5. The issues about the potential post-processing of the commercial systems are also not solved.
   1. As stated in the discussion, due to the commercial nature of the systems it is impossible to have control over most of the post-processing parameters such as gain, camera integration time and illumination intensity. For this reason we used a standardized setting to be as objective as possible.

 

6. The proposed correction is just based on the illumination inhomogeneity, measured on the phantom, with no considerations on several angles, distances, or tissue morphologies that could locate points at different positions (for instance, in the case the tissue is tubular).

 

1. The reviewer is correct in the statement that only the correction is based on illumination inhomogeneity. However based on how we performed the measurements, vignetting is also included in the overall light distribution of the complete system. We do not claim to solve the influence of tissue geometry i.e. tubular tissue and the effect this has on the optical performance of the system, due to unknown spatial geometry of the sampled tissue. In order to emphasize the extend of this manuscript, we specified this more clearly in the introduction and limitations part of the discussion.

 

7. The results are not adequately quantified, in terms of accuracy or improvement regarding the standard approach. The figures are not discussed deep enough, leaving almost all the explanations to the figure captions.
   1. We are not sure what the reviewer means with not adequately quantified. We described the quantification software we used to quantify the signal on the phantom and used the FSL% in order to quantify the periphery-center effect. We addressed the figures more thorougly in the manuscript.

 

8. The topic of the manuscript is of great clinical interest. However, in my opinion, the topic is treated in a quite superficial way, and the revised version of the manuscript has not accomplished most of the comments of the initial review. This study should be made in a more systematic, deep and complete way in order to be of real interest to the community in my opinion.
   1. We agree with the reviewer that the manuscript is of great clinical interest. The reviewer states that this study should include effects as angulation and tissue geometry etc. however this is beyond the scope of the current study. This is two-fold, namely, a) quantifying the periphery center effect in the flat field and b) the possibility to correct for this effect, which is the first step.

Reviewer 3 Report

Supplementary Table 1 should be cited in the "NIR system assessment" section of the manuscript. 

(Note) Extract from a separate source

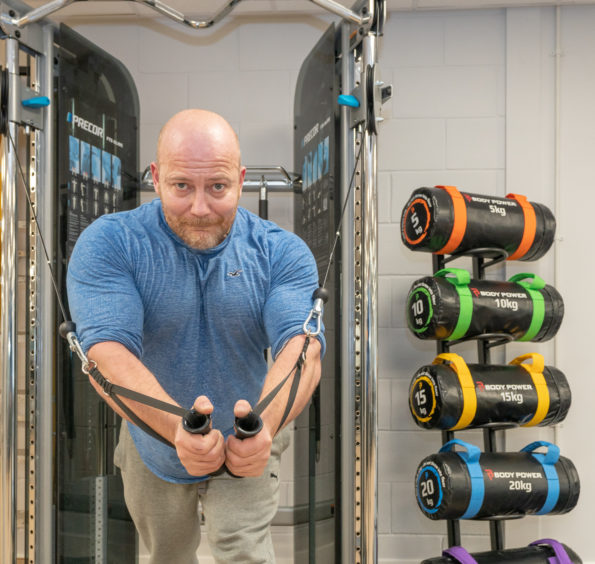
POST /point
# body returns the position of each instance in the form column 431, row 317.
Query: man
column 177, row 299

Also, the company and system name in the text do not all match the company and system name in the table.  This is confusing.  For example,

Line 115: "Olympus, Visera Elite II system, Ireland" matches the table.  

Line 115: "NIR system, Pinpoint, Stryker, USA laparoscopic system" does not match the table.

Thirdly, the format in the text aren't all parallel.  The first is in the format "[company], [system], [country]" and the second is in the format "[unknown], [camera], [company], [country], [lap]."

Minor perhaps, but it is confusing.  This was mentioned in my previous review and not fully addressed.

 

I have no new comments.

Author Response

Thank you for addressing this, and we agree this is inconsistent and confusing. We have changed and clarified this in the manuscript.